One other irony is the modern Pentecostal movement that both Roberts and Hagee symbolize. Harvard's Harvey Cox studied the movement and documented the racial harmony found in mixed congregations around the nation. A fact noted by many racially mixed Pentecostal congregations in the land. Ground zero for the movement is found in Los Angeles at the Azusa Street Church led by black evangelist William Seymour who was the son of former slaves. The black preacher got his training from Charles Parham. Parham was a racist and Klan leader. He would not allow Seymour into this class room with whites to learn about speaking in tongues. Word was that William sat outside in the hallway and took notes on how to practice tongues. Reliable sources have it that Parham would have been disgusted that his movement would have led to the mixing of races in a church service.4
Parham started the movement with his influence on Seymour and holding a ten week revival in Houston, Texas. Charles also adhered to the racist British Israel movement. A little known teaching that believes Europe is made up of the lost tribes of Israel. Parham believed that Queen Victoria was a descendant of King David of the Bible. The followers believe that American whites are chosen people blessed by God since they descended from the seed of Abraham. Other ethnic groups are not so fortunate and cannot help their racial background. After all, God did not chose them.
Buried at the foot of the statue of Jesus of the Ozarks is Gerald L. K. Smith. Many readers will recall invitations to the moving spiritual experience a Christian might find at the Passion Play in Eureka Springs, Arkansas. Smith started the play. Gerald was into white supremacy and ran for President under the platform of "we got to do something about the Jews". Smith was invited to preach a series of revival meetings at J. Frank Norris' First Baptist Church in Fort Worth. Norris never invited Smith back after he learned that Smith did not believe Jesus was a Jew.6 Jews, according to British Israel, were mixed races who just thought they were descendants of Abraham. But unlike white Anglo Saxons, they did not have the bloodline. The irony of women preachers, Pentecostals, Premillennialists and beliefs about Jews is an interesting forgotten part of the history of the American church.
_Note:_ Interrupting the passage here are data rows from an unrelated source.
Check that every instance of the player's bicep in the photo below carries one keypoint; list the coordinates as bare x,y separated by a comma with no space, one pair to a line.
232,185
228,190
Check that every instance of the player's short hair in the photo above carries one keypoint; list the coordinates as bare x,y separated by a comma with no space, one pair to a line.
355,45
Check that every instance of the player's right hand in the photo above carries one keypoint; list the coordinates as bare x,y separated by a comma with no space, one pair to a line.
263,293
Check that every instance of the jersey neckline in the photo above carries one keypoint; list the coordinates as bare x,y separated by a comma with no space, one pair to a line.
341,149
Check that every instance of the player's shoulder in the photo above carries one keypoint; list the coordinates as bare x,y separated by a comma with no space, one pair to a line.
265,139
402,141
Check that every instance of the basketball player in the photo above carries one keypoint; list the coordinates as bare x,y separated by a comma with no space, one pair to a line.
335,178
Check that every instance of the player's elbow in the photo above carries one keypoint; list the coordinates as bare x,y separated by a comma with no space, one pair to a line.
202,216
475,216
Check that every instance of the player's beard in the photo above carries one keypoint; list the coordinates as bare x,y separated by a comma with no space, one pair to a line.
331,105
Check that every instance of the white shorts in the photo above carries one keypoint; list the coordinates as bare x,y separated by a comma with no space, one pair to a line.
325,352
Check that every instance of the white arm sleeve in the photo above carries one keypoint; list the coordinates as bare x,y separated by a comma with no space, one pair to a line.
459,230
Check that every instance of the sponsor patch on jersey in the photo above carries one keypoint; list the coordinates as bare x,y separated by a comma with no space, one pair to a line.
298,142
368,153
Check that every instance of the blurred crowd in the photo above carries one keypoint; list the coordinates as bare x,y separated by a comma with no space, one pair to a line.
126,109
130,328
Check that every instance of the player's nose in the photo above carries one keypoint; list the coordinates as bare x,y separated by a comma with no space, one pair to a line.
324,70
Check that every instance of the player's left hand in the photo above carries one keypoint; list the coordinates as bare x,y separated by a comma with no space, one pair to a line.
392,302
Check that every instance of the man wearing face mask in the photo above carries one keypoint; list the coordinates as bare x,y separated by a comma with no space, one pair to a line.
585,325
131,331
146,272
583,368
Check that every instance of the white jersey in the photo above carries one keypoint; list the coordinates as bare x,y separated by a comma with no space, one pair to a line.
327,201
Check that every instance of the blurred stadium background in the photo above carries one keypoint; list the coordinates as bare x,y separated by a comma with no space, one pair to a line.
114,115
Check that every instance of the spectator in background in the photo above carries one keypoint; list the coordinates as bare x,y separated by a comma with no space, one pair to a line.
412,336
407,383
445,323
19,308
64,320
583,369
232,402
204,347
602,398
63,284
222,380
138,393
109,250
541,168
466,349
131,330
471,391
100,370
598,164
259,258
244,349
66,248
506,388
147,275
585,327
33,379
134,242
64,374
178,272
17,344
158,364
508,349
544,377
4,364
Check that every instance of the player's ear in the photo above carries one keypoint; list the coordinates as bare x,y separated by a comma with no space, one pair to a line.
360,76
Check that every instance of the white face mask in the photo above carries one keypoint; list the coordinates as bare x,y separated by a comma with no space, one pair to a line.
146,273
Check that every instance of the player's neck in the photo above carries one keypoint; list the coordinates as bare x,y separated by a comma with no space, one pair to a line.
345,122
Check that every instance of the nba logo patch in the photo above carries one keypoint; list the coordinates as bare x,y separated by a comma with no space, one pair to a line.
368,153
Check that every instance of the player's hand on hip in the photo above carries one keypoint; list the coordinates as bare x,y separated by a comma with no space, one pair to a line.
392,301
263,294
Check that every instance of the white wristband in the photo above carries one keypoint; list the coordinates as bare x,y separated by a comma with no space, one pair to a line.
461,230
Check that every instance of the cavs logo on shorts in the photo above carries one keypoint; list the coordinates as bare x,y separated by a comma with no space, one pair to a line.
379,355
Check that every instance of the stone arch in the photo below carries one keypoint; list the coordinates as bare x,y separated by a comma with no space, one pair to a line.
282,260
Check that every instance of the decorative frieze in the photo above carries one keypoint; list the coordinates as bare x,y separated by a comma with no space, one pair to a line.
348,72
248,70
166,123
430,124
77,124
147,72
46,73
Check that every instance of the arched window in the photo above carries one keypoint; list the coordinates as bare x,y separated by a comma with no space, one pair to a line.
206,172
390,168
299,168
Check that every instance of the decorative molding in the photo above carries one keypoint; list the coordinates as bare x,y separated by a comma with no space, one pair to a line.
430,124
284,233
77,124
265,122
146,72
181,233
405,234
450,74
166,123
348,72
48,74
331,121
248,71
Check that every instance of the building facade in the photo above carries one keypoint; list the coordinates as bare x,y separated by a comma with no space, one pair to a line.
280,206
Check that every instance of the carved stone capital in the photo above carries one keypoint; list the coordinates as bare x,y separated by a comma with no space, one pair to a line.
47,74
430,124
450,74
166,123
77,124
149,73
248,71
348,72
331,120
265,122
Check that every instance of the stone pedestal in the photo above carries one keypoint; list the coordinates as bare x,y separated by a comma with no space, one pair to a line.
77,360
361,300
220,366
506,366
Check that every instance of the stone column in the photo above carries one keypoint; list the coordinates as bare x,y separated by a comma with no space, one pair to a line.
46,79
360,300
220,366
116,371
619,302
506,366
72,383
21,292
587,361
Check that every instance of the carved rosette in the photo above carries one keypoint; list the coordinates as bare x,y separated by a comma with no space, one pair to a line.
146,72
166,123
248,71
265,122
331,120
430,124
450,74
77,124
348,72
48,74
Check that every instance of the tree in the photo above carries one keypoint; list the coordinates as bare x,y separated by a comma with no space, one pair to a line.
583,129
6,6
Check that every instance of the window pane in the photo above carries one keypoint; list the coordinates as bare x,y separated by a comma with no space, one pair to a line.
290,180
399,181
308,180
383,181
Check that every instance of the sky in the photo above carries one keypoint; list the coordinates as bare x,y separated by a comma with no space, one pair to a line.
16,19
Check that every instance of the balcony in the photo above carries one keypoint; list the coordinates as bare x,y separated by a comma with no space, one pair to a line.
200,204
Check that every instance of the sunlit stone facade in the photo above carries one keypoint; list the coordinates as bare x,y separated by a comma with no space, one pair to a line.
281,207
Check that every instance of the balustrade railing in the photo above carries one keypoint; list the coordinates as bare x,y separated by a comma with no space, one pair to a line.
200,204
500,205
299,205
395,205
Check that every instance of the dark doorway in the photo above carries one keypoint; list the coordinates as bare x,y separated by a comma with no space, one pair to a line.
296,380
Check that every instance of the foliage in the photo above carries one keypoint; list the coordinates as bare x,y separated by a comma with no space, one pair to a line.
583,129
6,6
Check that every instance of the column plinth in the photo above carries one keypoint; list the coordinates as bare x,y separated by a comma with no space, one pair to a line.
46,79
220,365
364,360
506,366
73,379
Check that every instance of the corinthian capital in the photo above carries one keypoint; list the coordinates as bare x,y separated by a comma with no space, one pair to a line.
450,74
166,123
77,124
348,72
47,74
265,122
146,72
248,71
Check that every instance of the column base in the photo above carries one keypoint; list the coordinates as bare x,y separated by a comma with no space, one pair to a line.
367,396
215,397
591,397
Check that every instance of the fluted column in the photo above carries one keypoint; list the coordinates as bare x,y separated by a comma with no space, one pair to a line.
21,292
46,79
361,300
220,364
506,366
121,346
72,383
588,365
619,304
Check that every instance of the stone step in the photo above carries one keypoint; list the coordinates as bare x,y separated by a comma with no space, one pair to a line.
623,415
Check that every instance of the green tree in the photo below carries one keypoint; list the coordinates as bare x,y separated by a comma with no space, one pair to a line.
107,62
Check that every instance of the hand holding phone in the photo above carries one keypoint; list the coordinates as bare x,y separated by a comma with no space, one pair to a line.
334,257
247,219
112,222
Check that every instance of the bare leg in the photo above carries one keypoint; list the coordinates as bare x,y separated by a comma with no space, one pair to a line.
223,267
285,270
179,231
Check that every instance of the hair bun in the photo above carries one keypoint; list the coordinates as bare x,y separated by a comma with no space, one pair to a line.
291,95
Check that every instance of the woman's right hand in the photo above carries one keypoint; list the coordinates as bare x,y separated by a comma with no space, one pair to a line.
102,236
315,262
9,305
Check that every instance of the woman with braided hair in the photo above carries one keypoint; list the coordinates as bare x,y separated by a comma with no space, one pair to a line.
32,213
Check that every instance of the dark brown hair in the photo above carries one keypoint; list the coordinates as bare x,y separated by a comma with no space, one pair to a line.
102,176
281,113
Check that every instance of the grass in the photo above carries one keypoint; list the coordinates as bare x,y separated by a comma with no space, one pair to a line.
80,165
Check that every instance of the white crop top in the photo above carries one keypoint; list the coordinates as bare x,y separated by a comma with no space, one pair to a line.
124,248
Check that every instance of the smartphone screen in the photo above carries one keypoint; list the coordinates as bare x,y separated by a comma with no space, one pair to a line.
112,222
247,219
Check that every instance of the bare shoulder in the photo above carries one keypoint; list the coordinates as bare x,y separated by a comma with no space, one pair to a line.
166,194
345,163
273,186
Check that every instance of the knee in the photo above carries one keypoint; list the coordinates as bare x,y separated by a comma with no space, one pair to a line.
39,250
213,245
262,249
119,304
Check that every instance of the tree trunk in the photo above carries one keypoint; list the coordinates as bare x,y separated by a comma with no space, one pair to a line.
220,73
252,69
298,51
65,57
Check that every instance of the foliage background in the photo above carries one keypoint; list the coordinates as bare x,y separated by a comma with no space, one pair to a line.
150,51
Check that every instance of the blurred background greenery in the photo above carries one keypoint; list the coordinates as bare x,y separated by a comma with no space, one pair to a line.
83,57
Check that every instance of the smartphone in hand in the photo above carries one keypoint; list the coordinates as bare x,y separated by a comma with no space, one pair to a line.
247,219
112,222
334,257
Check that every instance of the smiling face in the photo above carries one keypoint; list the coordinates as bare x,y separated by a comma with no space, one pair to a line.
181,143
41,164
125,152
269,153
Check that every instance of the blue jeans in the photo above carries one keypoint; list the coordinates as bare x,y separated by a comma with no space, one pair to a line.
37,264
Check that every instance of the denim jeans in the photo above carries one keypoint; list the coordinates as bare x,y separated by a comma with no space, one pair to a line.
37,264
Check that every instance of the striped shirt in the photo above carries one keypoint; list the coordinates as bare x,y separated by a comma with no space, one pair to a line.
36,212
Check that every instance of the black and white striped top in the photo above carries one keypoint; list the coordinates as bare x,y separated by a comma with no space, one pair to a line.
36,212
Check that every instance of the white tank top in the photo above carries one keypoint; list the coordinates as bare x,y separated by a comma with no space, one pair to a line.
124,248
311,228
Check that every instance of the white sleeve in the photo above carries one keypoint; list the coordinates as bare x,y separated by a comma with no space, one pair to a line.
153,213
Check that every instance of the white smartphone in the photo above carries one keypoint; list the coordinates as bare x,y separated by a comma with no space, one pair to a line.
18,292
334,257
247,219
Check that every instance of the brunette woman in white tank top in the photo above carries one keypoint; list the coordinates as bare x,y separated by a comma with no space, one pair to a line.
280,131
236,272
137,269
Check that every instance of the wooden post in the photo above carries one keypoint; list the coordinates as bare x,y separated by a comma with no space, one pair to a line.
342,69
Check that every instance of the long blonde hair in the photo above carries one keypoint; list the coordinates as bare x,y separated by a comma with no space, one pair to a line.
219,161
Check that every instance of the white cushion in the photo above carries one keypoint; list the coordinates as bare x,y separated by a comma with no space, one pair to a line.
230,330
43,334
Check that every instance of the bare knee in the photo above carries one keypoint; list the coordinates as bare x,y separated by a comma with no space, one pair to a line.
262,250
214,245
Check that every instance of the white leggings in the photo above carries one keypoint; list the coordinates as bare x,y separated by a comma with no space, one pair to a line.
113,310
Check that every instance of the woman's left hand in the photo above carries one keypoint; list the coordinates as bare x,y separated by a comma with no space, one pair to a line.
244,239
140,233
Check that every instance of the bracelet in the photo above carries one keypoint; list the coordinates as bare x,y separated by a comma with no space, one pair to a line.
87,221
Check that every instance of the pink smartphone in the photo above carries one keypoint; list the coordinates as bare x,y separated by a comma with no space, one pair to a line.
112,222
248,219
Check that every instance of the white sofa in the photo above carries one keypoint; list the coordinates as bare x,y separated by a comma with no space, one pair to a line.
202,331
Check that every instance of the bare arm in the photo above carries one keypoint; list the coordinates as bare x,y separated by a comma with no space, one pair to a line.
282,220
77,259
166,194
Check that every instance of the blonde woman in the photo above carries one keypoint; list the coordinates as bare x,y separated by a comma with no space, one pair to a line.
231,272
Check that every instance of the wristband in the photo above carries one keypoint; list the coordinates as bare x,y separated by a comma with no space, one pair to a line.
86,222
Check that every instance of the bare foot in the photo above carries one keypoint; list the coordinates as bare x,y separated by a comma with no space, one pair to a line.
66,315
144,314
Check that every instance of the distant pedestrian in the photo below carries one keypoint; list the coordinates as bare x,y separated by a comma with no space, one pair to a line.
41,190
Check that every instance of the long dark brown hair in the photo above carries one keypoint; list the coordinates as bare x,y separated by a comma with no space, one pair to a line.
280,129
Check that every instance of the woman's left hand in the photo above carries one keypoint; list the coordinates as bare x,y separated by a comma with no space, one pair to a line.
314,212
1. Timothy Weber, LIVING IN THE SHADOW OF THE SECOND COMING, Univ. of Chicago Press, Chicago, Ill. 1983, pg. 22.
2. Ibid. pgs. 189, 198.
3. Ibid. pgs. 217-221.
4. 2004/04/23
5. 12/1/076.
6. Barry Hankins, GOD'S RASCAL, Univ. Of Kentucky Press, Lexington, Kentucky, 1996, pg. 134,

Wednesday, November 7, 2007

The Killing of Gays as a Biblical Mandate

"Faith for All of Life" is the official publication of Chalcedon, the education agency for the Reconstruction movement. The latest issue (Nov. /Dec. 2007 pg. 2) carries an article from Mark Rushdoony, the son of the famous founder. Founder R. J. Rushdoony was highlighted in the issue reminding readers the movement must not move away from the doctrines of its originator. Quoting Mark on his father we read;
"I remember once when he commented on the horror with which his observation on INSTITUTES OF BIBLICAL LAW I that homosexuality was a moral abomination before God deserving of a death sentence was received. His critics always referred to this as what 'Rushdoony advocates' or what 'Rushdoony believes.' His comment was 'I was writing about what the Bible said. What did they expect me to write?'
Anyone who doubts the movement advocates killing abortion providers or gays hasn't been paying attention.